Heart. Papers. Border. at GamesCom – an indie perspective

By Laura Bularca, Founder of Heart. Papers. Border. and Project Coordinator at Sweden Game Arena

In late September, I went with my team to Gamescom in Cologne to showcase our game Heart. Papers. Border; an optimistic strategy game about travelling, freedom and changing the world.

As a team of just two people who invested our spare time and savings to make this game happen, attending GamesCom would never have been possible by ourselves. Luckily we are members of Sweden Game Arena, which means we get a lot of opportunities to showcase our game pretty much all over the world for free.

As a Sweden Game Arena member, we can display our trailer, we can use our graphics in the booth design, we are listed in promotional materials and we are mentioned in extensive social media campaigns, just to give a few examples.

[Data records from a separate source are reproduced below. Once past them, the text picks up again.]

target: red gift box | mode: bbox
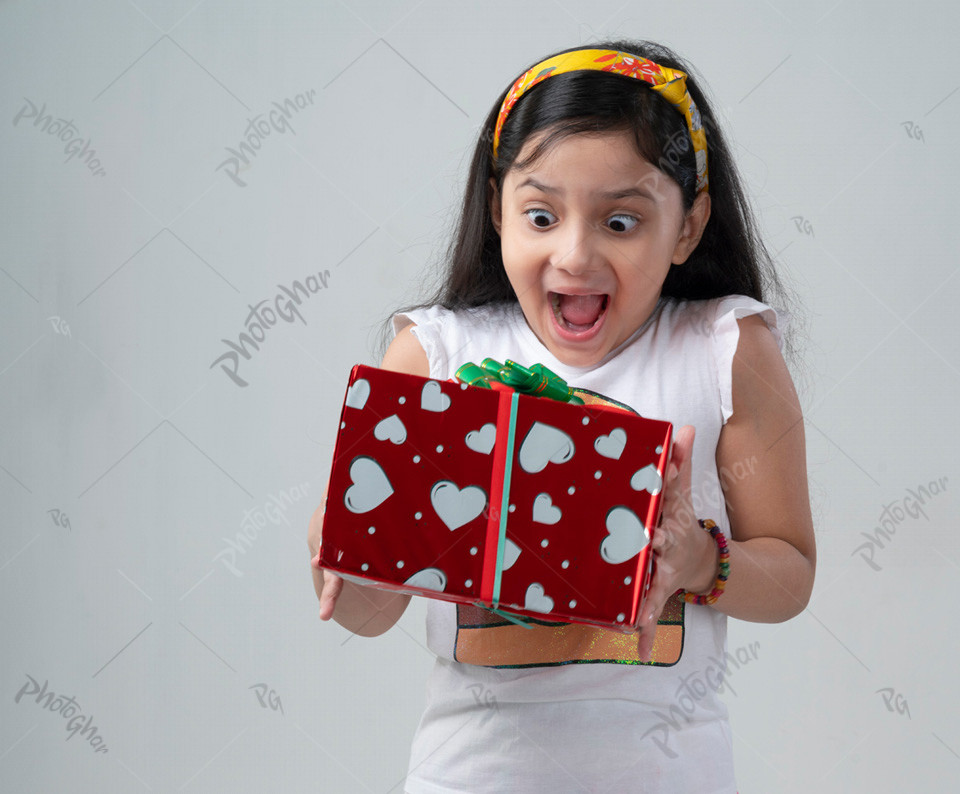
[320,366,672,631]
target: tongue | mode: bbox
[560,295,603,327]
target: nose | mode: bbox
[551,218,600,276]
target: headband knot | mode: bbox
[493,50,707,192]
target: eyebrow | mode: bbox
[517,177,654,201]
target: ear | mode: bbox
[487,177,503,234]
[671,191,710,265]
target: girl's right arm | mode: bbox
[307,325,430,637]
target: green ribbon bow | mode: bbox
[456,358,583,405]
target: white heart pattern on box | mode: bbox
[630,463,663,496]
[430,480,487,531]
[523,582,553,612]
[593,427,627,460]
[404,568,447,593]
[343,457,393,513]
[533,493,563,524]
[420,380,450,413]
[373,414,407,444]
[600,507,650,565]
[520,422,574,474]
[345,378,370,408]
[465,422,497,455]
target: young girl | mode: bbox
[310,41,815,794]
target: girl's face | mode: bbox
[491,132,710,367]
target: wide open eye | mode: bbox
[523,207,557,229]
[607,215,640,232]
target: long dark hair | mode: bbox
[394,41,800,350]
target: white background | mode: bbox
[0,0,960,794]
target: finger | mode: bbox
[673,425,697,493]
[320,571,343,620]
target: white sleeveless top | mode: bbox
[394,296,781,794]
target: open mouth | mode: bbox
[550,292,609,334]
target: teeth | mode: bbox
[550,292,563,325]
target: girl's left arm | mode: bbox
[694,315,816,623]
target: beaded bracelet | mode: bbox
[683,518,730,605]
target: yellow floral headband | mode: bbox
[493,50,707,192]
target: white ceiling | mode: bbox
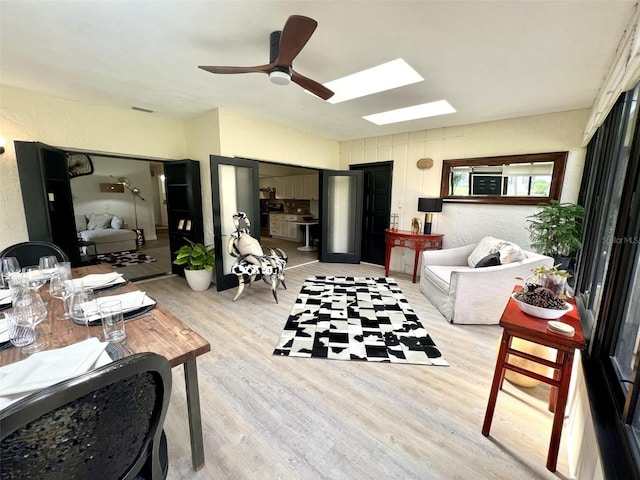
[0,0,635,140]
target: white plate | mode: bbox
[82,291,156,322]
[0,338,107,396]
[73,272,127,289]
[547,320,576,337]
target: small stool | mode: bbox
[497,338,555,388]
[482,287,586,472]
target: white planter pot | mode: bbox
[184,269,213,292]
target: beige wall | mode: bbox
[0,86,339,249]
[0,86,186,248]
[340,110,589,272]
[185,109,339,243]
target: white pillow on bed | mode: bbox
[111,216,124,230]
[75,215,87,232]
[87,213,113,230]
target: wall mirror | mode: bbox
[440,152,568,205]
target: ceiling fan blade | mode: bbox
[291,69,333,100]
[198,63,275,73]
[274,15,318,66]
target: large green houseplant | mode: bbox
[173,238,216,292]
[527,200,584,268]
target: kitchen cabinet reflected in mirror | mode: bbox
[440,152,567,205]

For indie game developers, attending events is important; not necessarily as a way to ensure commercial success but to build a healthy business network and to find opportunities. In the case of this particular GamesCom, our interest was to make the press aware of Heart. Papers. Border.

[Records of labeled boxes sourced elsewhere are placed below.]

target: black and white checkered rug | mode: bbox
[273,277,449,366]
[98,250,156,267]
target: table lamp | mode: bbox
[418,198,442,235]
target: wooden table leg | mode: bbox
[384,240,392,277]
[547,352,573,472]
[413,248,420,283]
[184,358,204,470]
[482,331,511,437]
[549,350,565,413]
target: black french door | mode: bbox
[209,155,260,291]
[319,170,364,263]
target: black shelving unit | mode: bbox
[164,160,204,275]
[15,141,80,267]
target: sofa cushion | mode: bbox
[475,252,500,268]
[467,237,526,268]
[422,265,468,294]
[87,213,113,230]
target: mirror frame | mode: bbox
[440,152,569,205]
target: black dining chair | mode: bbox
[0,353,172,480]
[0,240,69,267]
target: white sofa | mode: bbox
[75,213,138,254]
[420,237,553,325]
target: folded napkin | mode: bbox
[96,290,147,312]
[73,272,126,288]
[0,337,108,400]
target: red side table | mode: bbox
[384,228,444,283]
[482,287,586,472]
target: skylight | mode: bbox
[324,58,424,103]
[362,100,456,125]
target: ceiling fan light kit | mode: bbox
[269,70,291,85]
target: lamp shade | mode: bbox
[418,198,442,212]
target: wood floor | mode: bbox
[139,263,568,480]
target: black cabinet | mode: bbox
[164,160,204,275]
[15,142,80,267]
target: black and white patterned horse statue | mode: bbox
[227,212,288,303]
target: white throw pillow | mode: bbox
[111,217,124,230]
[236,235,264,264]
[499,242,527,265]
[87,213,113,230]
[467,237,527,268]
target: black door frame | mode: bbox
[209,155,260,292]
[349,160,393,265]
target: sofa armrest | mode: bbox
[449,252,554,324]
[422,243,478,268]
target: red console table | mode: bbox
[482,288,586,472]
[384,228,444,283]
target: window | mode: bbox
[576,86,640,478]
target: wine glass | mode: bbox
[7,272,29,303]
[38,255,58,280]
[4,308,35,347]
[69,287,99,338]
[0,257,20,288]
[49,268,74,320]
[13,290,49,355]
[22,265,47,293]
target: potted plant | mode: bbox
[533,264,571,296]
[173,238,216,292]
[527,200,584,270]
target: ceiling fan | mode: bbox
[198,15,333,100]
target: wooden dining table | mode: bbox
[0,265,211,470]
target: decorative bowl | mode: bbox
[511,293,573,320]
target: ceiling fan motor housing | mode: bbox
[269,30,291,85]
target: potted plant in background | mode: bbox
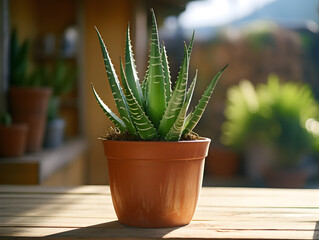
[223,75,318,187]
[9,31,51,152]
[92,11,226,227]
[0,113,28,157]
[38,59,76,148]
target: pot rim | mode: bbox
[99,137,211,144]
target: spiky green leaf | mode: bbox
[146,10,166,127]
[91,83,126,132]
[161,43,172,106]
[187,31,195,61]
[95,27,135,134]
[142,69,148,99]
[125,25,144,107]
[158,44,189,137]
[120,58,156,139]
[165,70,197,141]
[183,64,228,135]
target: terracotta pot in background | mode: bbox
[205,148,239,177]
[9,87,51,152]
[0,123,28,157]
[102,138,210,227]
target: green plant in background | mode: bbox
[9,30,30,85]
[222,75,318,167]
[40,59,77,120]
[92,10,227,141]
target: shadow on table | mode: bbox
[312,221,319,240]
[47,221,180,239]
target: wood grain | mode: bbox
[0,186,319,239]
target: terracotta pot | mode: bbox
[9,87,51,152]
[102,138,210,227]
[0,123,28,157]
[206,148,239,177]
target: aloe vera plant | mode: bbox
[92,10,227,141]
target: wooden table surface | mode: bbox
[0,186,319,239]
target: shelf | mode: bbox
[0,138,87,184]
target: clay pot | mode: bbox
[0,123,28,157]
[102,138,210,227]
[9,87,51,152]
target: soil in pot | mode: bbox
[102,139,210,227]
[9,87,51,152]
[0,123,28,157]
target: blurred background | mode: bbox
[0,0,319,188]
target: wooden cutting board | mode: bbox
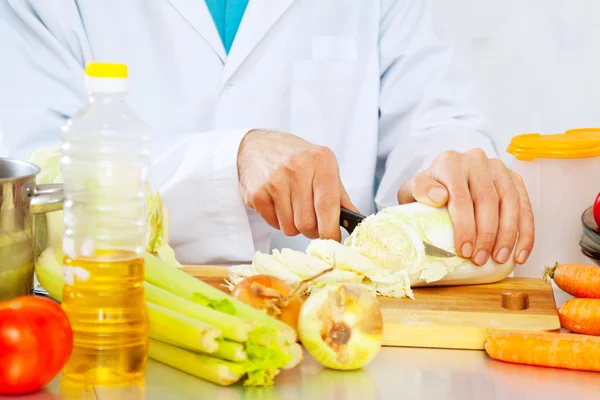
[184,266,561,350]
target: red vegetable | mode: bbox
[592,193,600,228]
[0,296,73,395]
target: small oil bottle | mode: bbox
[61,63,149,385]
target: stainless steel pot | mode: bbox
[0,158,63,300]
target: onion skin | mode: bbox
[231,275,302,332]
[298,283,383,370]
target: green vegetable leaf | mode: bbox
[192,292,235,315]
[244,326,292,386]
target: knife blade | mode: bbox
[340,207,457,258]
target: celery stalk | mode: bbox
[144,253,296,343]
[148,339,245,386]
[146,302,221,353]
[212,339,248,362]
[144,282,253,342]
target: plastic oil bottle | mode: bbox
[61,63,149,385]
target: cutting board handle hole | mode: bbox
[502,292,529,310]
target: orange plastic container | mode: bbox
[507,128,600,278]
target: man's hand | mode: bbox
[398,149,534,265]
[238,130,357,241]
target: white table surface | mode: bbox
[3,293,600,400]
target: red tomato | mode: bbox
[593,193,600,228]
[0,296,73,395]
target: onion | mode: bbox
[298,283,383,370]
[231,267,334,332]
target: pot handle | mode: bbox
[29,183,64,214]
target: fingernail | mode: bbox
[427,187,446,203]
[517,250,529,264]
[473,250,487,265]
[460,243,473,258]
[496,247,508,264]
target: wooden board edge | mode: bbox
[382,325,560,350]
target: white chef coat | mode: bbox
[0,0,496,264]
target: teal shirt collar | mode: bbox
[205,0,249,54]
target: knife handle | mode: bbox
[340,207,365,234]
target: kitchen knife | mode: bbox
[340,207,457,258]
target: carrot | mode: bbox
[544,263,600,299]
[558,299,600,336]
[485,332,600,372]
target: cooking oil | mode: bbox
[63,251,148,384]
[60,63,149,385]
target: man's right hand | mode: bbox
[237,130,358,241]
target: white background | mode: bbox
[433,0,600,164]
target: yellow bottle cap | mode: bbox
[85,62,127,79]
[506,128,600,161]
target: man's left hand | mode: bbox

Not only did several journalists play the game and contact us afterwards but we also had other important people try out the game, publishers and investors included. We do not seek these kind of deals but a solid network is extremely valuable since one never knows how the video games industry will evolve.

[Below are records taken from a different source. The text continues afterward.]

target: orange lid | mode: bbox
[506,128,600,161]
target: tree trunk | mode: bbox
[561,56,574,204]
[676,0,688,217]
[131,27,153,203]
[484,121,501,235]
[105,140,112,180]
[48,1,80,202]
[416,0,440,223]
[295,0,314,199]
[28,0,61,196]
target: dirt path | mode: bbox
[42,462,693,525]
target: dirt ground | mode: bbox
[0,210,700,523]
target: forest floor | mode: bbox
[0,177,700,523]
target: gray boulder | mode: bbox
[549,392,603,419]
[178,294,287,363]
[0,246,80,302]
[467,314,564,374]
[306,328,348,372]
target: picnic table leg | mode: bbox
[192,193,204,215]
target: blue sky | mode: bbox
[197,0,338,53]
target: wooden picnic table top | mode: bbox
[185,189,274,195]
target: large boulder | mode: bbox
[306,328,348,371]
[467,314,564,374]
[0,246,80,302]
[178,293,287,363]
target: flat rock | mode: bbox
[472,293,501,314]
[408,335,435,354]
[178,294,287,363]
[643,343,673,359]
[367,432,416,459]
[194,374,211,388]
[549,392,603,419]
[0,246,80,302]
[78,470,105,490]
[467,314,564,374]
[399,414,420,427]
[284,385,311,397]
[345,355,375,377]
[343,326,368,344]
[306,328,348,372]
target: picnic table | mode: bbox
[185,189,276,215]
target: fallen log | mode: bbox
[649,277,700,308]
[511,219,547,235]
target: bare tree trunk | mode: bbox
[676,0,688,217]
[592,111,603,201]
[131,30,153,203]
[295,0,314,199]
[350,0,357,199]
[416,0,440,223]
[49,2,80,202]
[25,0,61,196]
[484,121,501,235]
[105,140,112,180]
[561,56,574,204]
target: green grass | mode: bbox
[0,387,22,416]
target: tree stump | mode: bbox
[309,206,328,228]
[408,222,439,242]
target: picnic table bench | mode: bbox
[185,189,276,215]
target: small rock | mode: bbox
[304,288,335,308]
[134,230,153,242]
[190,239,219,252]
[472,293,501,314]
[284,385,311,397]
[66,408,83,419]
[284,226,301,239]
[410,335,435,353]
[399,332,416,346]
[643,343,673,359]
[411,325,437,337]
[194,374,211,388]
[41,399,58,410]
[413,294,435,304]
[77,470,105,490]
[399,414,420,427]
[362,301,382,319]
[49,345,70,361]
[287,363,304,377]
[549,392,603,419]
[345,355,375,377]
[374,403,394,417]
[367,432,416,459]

Tips from one indie developer to another

Regardless of the price, showcasing a game at an event is not an easy task. Having an elevator pitch you believe in is extremely important as you get a lot of occasion to answer the question: So what do you do? At trade shows, everyone has an agenda and searches for something. So a catchy elevator pitch can stir interest and open up doors.

Of course, being able to act as soon as interest has been raised is also crucial. Business cards might be an ancient concept but they are still important. They are also a promotional material, not often used as such. In the case of Heart. Papers. Border., our business cards express the graphic style for which the game was praised. We know everyone who has one of our business cards will immediately remember the game when they see it.

A light but powerful laptop is also a great asset. It’s great to not only talk but also show, and an easy to carry computer is useful to promote the game in- and outside the trade show, such as at lunch or even at parties.

Last but not least, talking a lot and repeating the same things about a game can be very stressful. But it is important to remember that even though it sounds like you’re repeating yourself over and over again, the people you talk to hear about the game for the first time. So keep your enthusiasm – it is contagious!

GamesCom certainly helped us level up our pitching skills, increased our network and brought us press interest. This is what we received – and continue to receive – as an indie game studio who is a member of Sweden Game Arena.